Arguing that the so-called Lawsuit Abuse Reduction Act would have prevented Brown v. Board of Education from going forward, CCL President Robert S. Peck told a House Judiciary subcommittee that the bill would “expose Americans to more harmful products and misconduct by diminishing the opportunity to hold those responsible accountable,” “add to the cost of litigation, not lower it,” while raising profound separation of powers issues by virtue of its attempt to amend a rule of civil procedure directly, rather than through the Rules Enabling Act, which makes the judiciary primarily responsible for the promulgation of procedural rules.

The bill, H.R. 758, attempts to roll back the present version of Rule 11, adopted in 1993, to reinstate the language it had in 1983, when sanctions were mandatory, rather than discretionary. Even the strongest judicial advocates of mandatory sanctions, receded from that support based on experience that showed that Rule 11 motions were brought primarily for tactical reasons that only multiplied proceedings, caused waste and delay, and increased tensions between parties, making the job of judges harder, Peck told the Subcommittee on the Constitution and Civil Justice.  The bill is also opposed by the Judicial Conference of the United States, the governing body of the federal courts, as well as the American Bar Association.  A 2005 poll of judges, conducted by the Federal Judicial Center, found 87 percent favored the current rule, while only five percent wanted a return to the 1983 version.

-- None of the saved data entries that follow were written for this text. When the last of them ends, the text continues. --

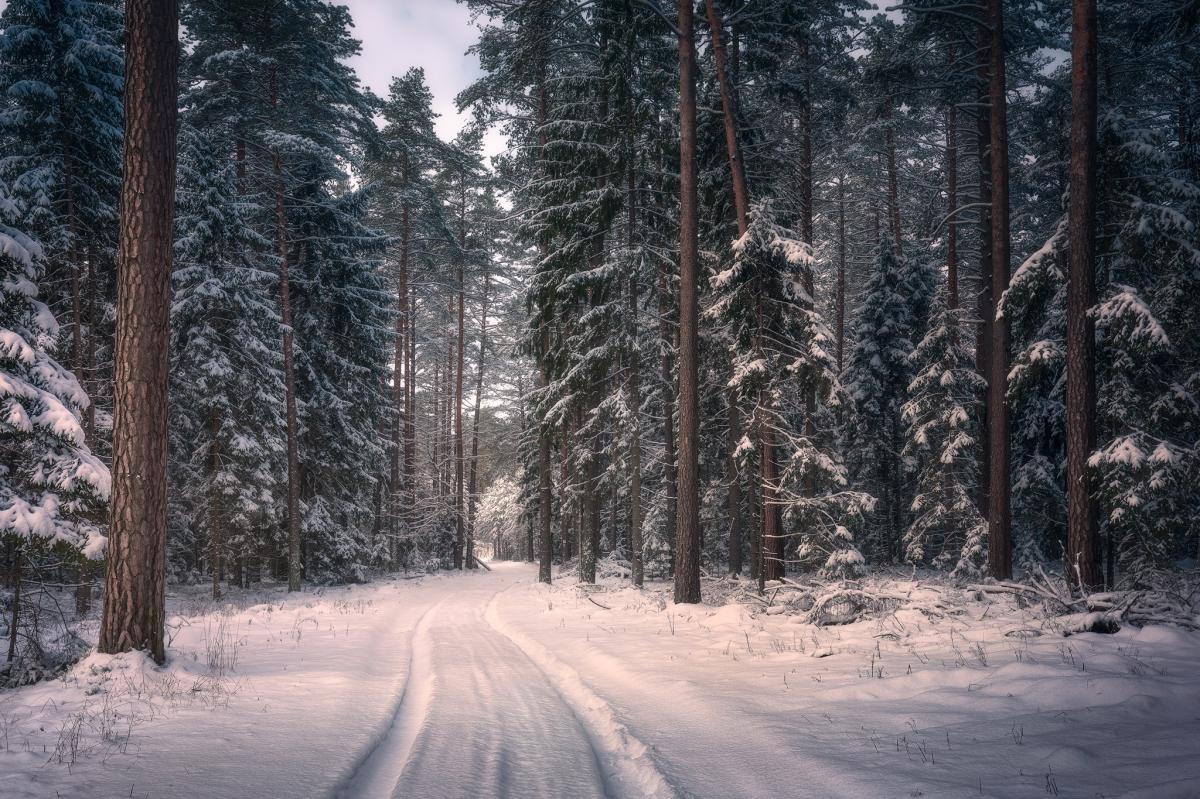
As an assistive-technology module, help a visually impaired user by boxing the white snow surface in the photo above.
[2,563,1199,798]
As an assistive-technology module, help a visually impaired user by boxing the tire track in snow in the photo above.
[332,599,442,799]
[484,587,680,799]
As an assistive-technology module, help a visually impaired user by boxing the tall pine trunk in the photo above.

Peck’s reference to Brown v. Board of Education was supported by a 1988 article by U.S. District Court Judge Robert Carter, a member of the legal team in Brown, who believed that the case would not have gotten past a Rule 11 motion under the 1983 rule. Noting that judges have ample authority to sanction baseless filings, Peck said that judicial discretion is necessary because different violations warrant different remedies. Peck concluded his remarks by quoting University of Pennsylvania Professor Stephen Burbank, who described the decade-long experience under the 1983 rule as an “irresponsible experiment with court access,” and urged Congress to reject the bill for the reason that the Judicial Conference had interred the 1983 rule.